How Kafka Actually Works Under the Hood

Kafka is a log, not a queue — and that distinction is exactly why AI agent runtimes use it for tool-call streams, audit trails, and replayable agent state.

Abhishek Sharma· Founder, Fordel Studios

March 29, 2026Updated May 8, 202615 min read

Most engineers who struggle with Kafka in production are using it like RabbitMQ. They are not. Kafka is fundamentally different. Once you internalize the log model, the rest — replication, consumer groups, exactly-once — becomes obvious rather than magical.

···

What Problem Does Kafka Actually Solve?

Traditional message queues — RabbitMQ, SQS, ActiveMQ — are built around a consumption model: a message exists until a consumer acknowledges it, then it is gone. This works for task queues. It breaks down the moment you need two different systems to independently process the same stream of events, or when you need to replay historical data after a consumer bug, or when you need to process 1.5 million events per second without the broker becoming the bottleneck.

Kafka was built at LinkedIn to solve the data pipeline problem at scale: multiple producer systems generating events, multiple consumer systems each needing their own view of that data, at write volumes that would melt a conventional broker. The solution was not a smarter queue. It was a different primitive entirely.

The core insight: if you store events in an immutable, append-only log and let consumers track their own read position, the broker no longer needs to manage per-consumer state. The broker just manages the log. Consumers manage themselves.

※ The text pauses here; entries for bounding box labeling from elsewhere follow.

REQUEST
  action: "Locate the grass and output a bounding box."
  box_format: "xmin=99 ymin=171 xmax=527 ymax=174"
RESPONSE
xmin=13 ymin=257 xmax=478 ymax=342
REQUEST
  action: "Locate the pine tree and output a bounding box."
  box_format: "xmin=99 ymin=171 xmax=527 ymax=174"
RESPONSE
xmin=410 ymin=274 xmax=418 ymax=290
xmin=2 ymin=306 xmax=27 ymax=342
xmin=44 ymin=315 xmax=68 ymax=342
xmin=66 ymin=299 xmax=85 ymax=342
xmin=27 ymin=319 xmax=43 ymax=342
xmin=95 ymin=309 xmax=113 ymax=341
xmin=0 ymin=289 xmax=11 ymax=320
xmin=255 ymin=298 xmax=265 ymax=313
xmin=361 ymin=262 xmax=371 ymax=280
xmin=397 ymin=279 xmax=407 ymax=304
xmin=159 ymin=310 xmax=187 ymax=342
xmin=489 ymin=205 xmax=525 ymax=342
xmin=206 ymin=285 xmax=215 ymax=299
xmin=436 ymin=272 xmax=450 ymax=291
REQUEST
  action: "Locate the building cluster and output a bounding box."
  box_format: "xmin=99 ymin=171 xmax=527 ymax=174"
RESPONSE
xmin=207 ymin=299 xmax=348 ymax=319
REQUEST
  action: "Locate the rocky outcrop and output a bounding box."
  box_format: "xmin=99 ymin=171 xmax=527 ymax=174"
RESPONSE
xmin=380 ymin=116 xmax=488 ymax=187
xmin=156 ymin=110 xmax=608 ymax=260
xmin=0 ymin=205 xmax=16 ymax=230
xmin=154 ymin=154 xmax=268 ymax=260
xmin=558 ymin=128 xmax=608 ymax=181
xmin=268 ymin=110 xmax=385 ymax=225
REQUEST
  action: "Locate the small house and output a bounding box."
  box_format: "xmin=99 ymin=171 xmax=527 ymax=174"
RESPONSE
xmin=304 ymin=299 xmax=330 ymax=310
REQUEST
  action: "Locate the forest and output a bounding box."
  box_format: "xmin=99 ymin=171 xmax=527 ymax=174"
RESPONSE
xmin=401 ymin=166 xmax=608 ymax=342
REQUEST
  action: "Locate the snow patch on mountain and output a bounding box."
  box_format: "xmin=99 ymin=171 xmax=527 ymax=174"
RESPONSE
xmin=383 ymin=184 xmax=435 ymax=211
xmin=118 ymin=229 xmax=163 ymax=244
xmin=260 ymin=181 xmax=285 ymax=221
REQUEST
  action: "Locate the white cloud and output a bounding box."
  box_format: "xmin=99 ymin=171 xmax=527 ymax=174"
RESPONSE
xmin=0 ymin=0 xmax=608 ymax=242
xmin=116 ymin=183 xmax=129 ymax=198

This separation is why Kafka can scale to tens of thousands of consumers reading the same partition without the broker doing more work.

···

What Is the Mental Model for Kafka?

Think of Kafka as a distributed filesystem where the only operation is append. Each topic is a logical namespace. Each topic is split into partitions. Each partition is an ordered, immutable sequence of records — a segment of the log. Records within a partition are addressed by a monotonically increasing integer called an offset.

That is the entire data model. Everything else — producers, consumers, replication, consumer groups — is built on top of this.

The Four Core Primitives

Topic — logical stream name, contains 1 to N partitions
Partition — ordered, immutable log segment; unit of parallelism and replication
Offset — position of a record within a partition; assigned by the broker at write time
Consumer Group — set of consumers that jointly consume a topic; each partition is owned by exactly one group member at any time

On disk, each partition is a directory of segment files. A segment file is named by the offset of its first record — 00000000000000000000.log, 00000000000001048576.log, and so on. Kafka does not use a random-access database. It uses sequential disk writes, which on modern SSDs and spinning disks alike are dramatically faster than random I/O.

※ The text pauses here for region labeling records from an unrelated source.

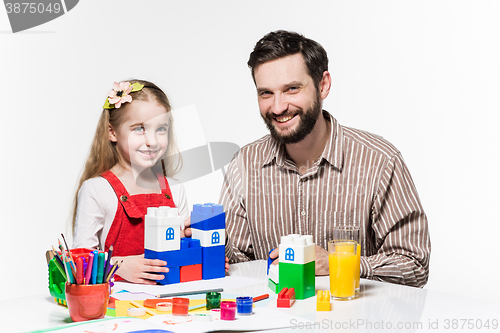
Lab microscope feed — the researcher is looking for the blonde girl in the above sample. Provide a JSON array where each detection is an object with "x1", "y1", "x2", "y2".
[{"x1": 72, "y1": 80, "x2": 189, "y2": 284}]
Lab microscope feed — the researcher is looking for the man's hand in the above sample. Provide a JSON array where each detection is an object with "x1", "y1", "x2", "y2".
[
  {"x1": 314, "y1": 245, "x2": 329, "y2": 275},
  {"x1": 113, "y1": 254, "x2": 168, "y2": 285}
]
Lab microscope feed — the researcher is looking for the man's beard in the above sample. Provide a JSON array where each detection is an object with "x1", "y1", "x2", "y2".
[{"x1": 261, "y1": 94, "x2": 321, "y2": 144}]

This is not a detail. It is the reason Kafka can sustain millions of writes per second on hardware that would buckle under equivalent load from a PostgreSQL-backed queue.

···

How Does Kafka Replication Actually Work?

Every partition has exactly one leader and zero or more followers. The leader handles all reads and writes for that partition. Followers replicate by fetching from the leader, exactly as a consumer would — they issue fetch requests and apply the received records to their own local log.

The leader tracks which followers are keeping up via the in-sync replica set, commonly abbreviated ISR. A replica is considered in-sync if it has fetched up to the high-watermark within the configured replica.lag.time.max.ms window (default: 30 seconds). If a follower falls behind — due to slow disk, GC pause, network partition — it is removed from the ISR.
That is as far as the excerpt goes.